Strawberry sap beetles (Stelidota geminata) – Facts for Fancy Fruit

Strawberry sap beetles (Stelidota geminata)

As we head into the strawberry season, I anticipate more questions from growers when it comes to pests that directly damage the fruit. One that was reported recently was the Strawberry sap beetle. This beetle belongs to the family Nitidulidae, which are broadly referred to as sap or picnic beetles. The Strawberry sap beetle overwinters in perennial vegetation, mostly wooded areas. They move into the crop when ripe fruit becomes available. In general, this pest feeds on overripe or damaged fruit and therefore sanitation is the best strategy to manage this pest. It can be most difficult in you-pick operations where overripe fruit may be more common.

How do you recognize them?

Adults are going to be the first life stage present in the crop (Fig. 1). They are dusky brown in appearance, and about 1/8-1/4 inch long. They can be found feeding directly on the overripe or damaged fruit but often drop to the soil when disturbed. The adult females lay their eggs in the fruits themselves. Within 2-3 days the eggs hatch. Like all other beetles they go through complete metamorphosis, meaning egg-larvae-pupa-adult. The larval stage are small white ‘grubs’ with a brown head and can be up to 1/10 inch long, i.e. small and difficult to see. However, if you find a damaged fruit and open it up, they can be visible. We see another species commonly in sweetcorn ears where another insect (often corn earworm) has damaged the ear first.

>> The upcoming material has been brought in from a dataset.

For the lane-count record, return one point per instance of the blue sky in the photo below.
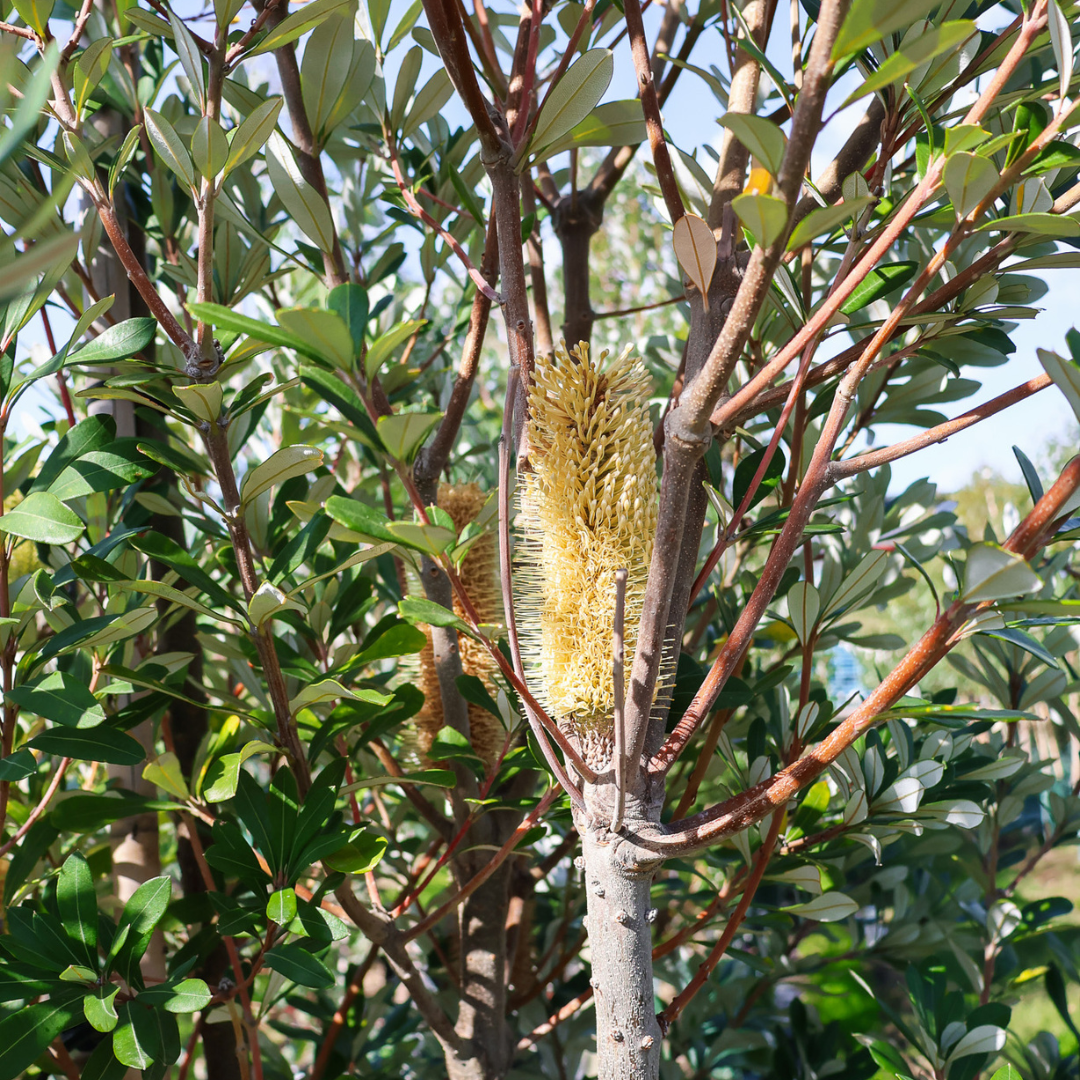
(1031, 424)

What does their damage look like?

The most apparent and visible damage will be that caused by the adult beetle feeding and subsequent oviposition. The adults will create deep cavities or tunnels in overripe berries. Subsequent pathogen infections may occur because of this damage to the fruit.

How do you manage them?

As mentioned earlier, sanitation is the best strategy. Timely picking of ripe berries and removal of overripe and damaged fruit from the field will lessen the appeal of the crop to the beetles in the first place. Once they are present, there is a parasitic wasp that occurs naturally that helps to limit the population by reducing the number of eggs that are deposited by infected females. If it is hard for you to maintain timely picking and a clean field, such as in you-pick operations, you can mitigate the infestation by trapping beetles around the perimeter of the crop, intercepting them as they migrate from their overwintering locations. This would include placing ripe-overripe berries in trap buckets outside the field borders as the crop itself begins to ripen. The trap buckets can intercept migrants and reduce numbers in the ripening crop. Discard the trap contents frequently (3-4 days) and refill with new bait. You can create your own trap or use a bucket trap from a commercial supplier (Fig. 2). The use of insecticides to manage this pest can be difficult because they occur during the harvest period, therefore strict adherence to the Restricted Entry Interval (REI) and Pre-harvest Interval (PHI) are important and can be challenging. According to the Midwest Fruit Production Guide novaluron and bifenthrin offer excellent control with an REI of 12 hrs and PHI of 0d or 1d respectively. Always follow the label on the product; the label is the law.